When a young Richard Strauss showed his playful scherzo to the conductor Hans von Bülow, for whom he was working, it was rejected and considered unplayable. But Strauss nevertheless rehearsed it with an orchestra only to come to the same conclusion. However, a few years later a pianist liked it and under the title Burlesque it was successful premiered. It is not often heard in the Usher Hall and so it was particularly interesting to watch Russian-born Kirill Gerstein live up to the challenge of what was playing to the limits. Gerstein moved to the USA when 14 and went on to win many prestigious awards. He now plays with some of the finest orchestras. Whether his encore of a light-hearted Chopin Waltz took the edge off his serious and challenging Burlesque is open to question.
It is the waltzes of Richard Strauss' best known opera, Der Rosenkavalier, that make it so popular. Under the baton of Thomas Søndergård, the Royal Scottish National Orchestra played the suite of music from the opera created by the composer thirty years after the Opera's first performance. The concert programme gave us an interesting record of how trumpet players, Christopher Hart and Marcus Pope, commissioned a new set of German-style rotary trumpets for the Orchestra, hitherto the preserve of German and Austrian orchestras.
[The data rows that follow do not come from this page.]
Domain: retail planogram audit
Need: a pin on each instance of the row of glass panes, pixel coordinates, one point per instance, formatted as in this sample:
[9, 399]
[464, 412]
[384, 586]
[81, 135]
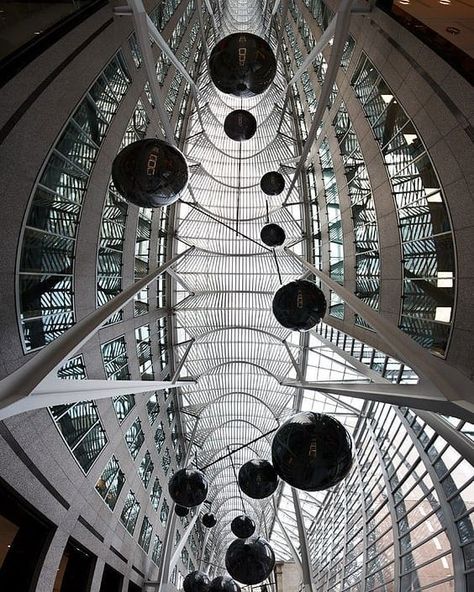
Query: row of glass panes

It was good to watch them playing the new trumpets.
It had already been a busy night for Timpanist Paul Philbert when a few drum beats opened Brahms' First Symphony. The first two movements were serious, but there was the knowledge that the third and fourth had the memorable melodies. Sometimes called Beethoven's Tenth, there's a close resemblance to the 'Ode to Joy' from Beethoven's Ninth which gave the Symphony its strong and memorable ending.
Performance: Friday 11th May 2018 at 7.30pm.